Bis auf den letzten Platz besetzt war die Aula der PH Weingarten, als dort am Freitagabend der Schriftsteller und Publizist Navid Kermani aus seinem jüngsten Reisebuch las. Der Sohn iranischer Eltern, unter anderem ausgezeichnet mit dem Friedenspreis des Deutschen Buchhandels, hat hier mehrere Reisen durch Mittelost- und Osteuropa bis in den Iran zu einer Art Tagebuch zusammengefasst. Das Amt für Migration und Integration des Landkreises hatte ihn zusammen mit mehreren Kooperationspartnern nach Weingarten eingeladen.

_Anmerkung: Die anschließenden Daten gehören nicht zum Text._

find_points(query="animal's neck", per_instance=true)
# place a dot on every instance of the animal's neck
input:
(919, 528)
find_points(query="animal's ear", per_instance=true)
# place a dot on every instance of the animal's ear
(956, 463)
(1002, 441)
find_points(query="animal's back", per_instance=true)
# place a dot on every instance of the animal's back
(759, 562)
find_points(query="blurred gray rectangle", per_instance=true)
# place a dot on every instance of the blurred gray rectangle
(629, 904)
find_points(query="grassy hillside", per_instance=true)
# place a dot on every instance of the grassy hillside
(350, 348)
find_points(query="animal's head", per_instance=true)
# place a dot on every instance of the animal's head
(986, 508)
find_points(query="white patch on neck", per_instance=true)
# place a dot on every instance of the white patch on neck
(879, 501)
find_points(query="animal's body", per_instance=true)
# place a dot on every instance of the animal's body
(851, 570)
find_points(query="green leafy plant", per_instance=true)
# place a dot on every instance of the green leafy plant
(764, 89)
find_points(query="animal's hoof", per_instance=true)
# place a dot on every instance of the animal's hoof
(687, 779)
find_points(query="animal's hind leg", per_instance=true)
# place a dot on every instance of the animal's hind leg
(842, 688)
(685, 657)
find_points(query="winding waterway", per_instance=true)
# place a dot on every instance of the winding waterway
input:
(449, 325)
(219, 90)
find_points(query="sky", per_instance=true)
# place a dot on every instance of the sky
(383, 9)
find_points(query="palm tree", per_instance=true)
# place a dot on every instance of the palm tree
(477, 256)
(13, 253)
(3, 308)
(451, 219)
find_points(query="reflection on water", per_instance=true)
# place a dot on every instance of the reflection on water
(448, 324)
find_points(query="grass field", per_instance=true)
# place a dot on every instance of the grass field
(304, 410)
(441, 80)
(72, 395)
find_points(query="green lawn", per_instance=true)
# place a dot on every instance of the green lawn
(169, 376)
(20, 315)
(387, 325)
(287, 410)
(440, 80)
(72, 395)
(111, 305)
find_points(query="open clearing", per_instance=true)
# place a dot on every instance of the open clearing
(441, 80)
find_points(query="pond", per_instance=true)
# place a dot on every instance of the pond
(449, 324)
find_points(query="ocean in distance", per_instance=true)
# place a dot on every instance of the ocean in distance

Anders als bei Lesungen üblich, gab es am Ende keine Diskussion mit den Besuchern. Stattdessen versuchte zwischen den einzelnen Stationen der SZ-Politikredakteur Sebastian Heinrich durch analytische Fragen dem Autor Antworten darüber zu entlocken, welche Handlungsempfehlungen er für den politischen Umgang mit diesen Ländern gibt und wie er die gesellschaftliche Entwicklung jeweils einschätzt.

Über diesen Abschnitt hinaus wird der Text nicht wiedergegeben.